Each of these overlapping, but subtly different, reporting requirements primarily works to ensnare unsuspecting taxpayers. The U.S.-citizenship-based worldwide tax system exacerbates the reporting requirements because they are different than in any other country and require compliance from the most marginally attached Americans. The dragnet approach to tax compliance entraps citizens who have lived abroad most of their lives and residents of the U.S. who have an offshore account, interests in offshore trusts, or simple signature power with no beneficial interest.
Maintaining the worldwide tax and reporting system is costly to the U.S. economy and global connectedness. As U.S. persons renounce their citizenship or recoil from foreign financial ties, the U.S. slowly loses potential partners in commercial trade, diplomatic relations and other forms of cultural enrichment. The direct costs of regulatory barriers are high, and the unseen costs to culture and trade are probably even higher.
The worst is ahead
In the never-ending pursuit of new and expanded sources of revenue, governments around the world are implementing ever more intrusive and duplicative tax systems and information sharing regimes. With each new system, the associated reporting and compliance costs fall on taxpayers in the U.S. and around the world, making international banking and trade more costly.

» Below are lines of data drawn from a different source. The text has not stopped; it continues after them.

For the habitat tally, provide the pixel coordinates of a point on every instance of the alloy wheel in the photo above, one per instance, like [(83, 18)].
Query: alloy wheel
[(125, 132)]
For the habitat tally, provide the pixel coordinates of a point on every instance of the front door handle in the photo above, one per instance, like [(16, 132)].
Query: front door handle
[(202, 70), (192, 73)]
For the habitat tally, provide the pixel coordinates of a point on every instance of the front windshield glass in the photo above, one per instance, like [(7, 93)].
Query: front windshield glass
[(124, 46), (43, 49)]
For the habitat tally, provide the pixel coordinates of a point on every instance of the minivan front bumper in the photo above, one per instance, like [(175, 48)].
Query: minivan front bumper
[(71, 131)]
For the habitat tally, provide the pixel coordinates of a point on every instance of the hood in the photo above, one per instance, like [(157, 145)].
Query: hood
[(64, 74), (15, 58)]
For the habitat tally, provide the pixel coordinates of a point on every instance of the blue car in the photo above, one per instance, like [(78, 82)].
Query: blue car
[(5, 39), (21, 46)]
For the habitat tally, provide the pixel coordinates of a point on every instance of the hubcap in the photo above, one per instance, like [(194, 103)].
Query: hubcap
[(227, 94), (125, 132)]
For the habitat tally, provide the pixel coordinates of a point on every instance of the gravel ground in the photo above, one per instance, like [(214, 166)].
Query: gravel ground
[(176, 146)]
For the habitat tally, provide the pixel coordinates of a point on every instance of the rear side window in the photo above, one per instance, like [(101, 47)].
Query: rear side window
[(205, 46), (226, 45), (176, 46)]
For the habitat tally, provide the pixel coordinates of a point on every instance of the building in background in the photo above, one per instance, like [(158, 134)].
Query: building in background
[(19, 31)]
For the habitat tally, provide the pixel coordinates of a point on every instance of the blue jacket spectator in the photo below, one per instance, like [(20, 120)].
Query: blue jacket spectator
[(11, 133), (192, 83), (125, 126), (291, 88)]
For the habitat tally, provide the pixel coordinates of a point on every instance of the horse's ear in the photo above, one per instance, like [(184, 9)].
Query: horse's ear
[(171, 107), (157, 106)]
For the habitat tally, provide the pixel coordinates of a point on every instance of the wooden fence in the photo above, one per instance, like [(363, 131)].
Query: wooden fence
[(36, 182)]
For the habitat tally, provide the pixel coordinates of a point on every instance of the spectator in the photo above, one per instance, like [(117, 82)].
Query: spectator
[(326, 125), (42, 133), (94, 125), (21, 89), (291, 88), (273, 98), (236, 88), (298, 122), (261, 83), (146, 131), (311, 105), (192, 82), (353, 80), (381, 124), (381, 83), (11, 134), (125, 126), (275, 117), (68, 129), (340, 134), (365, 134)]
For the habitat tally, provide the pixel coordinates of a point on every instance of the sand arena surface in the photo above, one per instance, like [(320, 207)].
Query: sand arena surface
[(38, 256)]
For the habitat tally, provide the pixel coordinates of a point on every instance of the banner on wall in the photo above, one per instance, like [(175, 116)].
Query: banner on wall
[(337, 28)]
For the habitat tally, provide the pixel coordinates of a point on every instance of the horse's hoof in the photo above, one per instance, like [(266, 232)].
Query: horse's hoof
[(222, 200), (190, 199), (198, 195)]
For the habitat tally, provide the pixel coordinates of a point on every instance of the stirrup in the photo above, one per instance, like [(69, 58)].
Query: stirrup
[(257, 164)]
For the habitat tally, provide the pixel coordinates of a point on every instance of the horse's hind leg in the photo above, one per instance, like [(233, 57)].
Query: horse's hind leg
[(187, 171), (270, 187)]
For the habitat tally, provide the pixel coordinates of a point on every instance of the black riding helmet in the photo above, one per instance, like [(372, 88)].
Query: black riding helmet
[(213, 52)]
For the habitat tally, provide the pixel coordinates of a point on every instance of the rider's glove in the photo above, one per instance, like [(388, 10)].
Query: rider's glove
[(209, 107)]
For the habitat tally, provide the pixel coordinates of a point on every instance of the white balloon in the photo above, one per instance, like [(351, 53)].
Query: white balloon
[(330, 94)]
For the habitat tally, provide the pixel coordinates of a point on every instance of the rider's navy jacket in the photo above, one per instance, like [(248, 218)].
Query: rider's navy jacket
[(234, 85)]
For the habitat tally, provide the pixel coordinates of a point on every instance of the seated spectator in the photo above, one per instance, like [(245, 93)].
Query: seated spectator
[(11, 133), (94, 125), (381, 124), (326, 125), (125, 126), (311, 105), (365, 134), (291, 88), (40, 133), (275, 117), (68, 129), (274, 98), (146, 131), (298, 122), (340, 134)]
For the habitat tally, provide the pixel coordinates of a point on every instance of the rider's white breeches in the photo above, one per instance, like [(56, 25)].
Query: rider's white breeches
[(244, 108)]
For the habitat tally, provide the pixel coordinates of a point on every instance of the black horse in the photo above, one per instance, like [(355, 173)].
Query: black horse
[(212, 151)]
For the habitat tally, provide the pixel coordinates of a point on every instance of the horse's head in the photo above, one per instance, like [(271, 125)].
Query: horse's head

The U.S. has not fully implemented the amending protocol, but it would mandate that the Internal Revenue Service automatically share bulk taxpayer information with governments worldwide, many of which are corrupt and hostile to Western countries. Automatic information sharing largely ends financial privacy by putting private financial information about assets in every country at risk of being used by foreign governments for expropriation or accessed inappropriately in the all-too-frequent data breaches.
Information reporting and sharing was only the first opening salvo in the FATCA-spawned global tax games. As countries realize that dragnet tax reporting and enforcement does not raise the desired revenue, they will continue to turn to new tax bases and new reporting requirements. New taxes on digital services, advertising, and online users is the next frontier.
A unified global tax compliance regime or new unified taxes on the digital economy will likely remain elusive. Countries will continue to implement new tax initiatives as past and existing projects continue not to raise the expected revenue. Each new effort will layer additional costs on taxpayers and incrementally lessens financial privacy.
The U.S. Congress could relieve some of the burden by moving to a territorial or residence-based tax system for individuals. Existing reporting systems could be streamlined and the IRS could stop sharing bulk taxpayer information without probable cause. However, U.S. legislators are just as keen as their European counterparts to squeeze every last dollar out of taxpayers without concern for the costs. Until budgets are balanced, international tax reforms will likely not lessen the tax burden of businesses or individuals.
Everyday citizens will bear the brunt of the economic and social costs from the increasingly burdensome international financial tax systems.
Adam N. Michel focuses on tax policy and the federal budget as a policy analyst in the Thomas A. Roe Institute for Economic Policy Studies at the Heritage Foundation.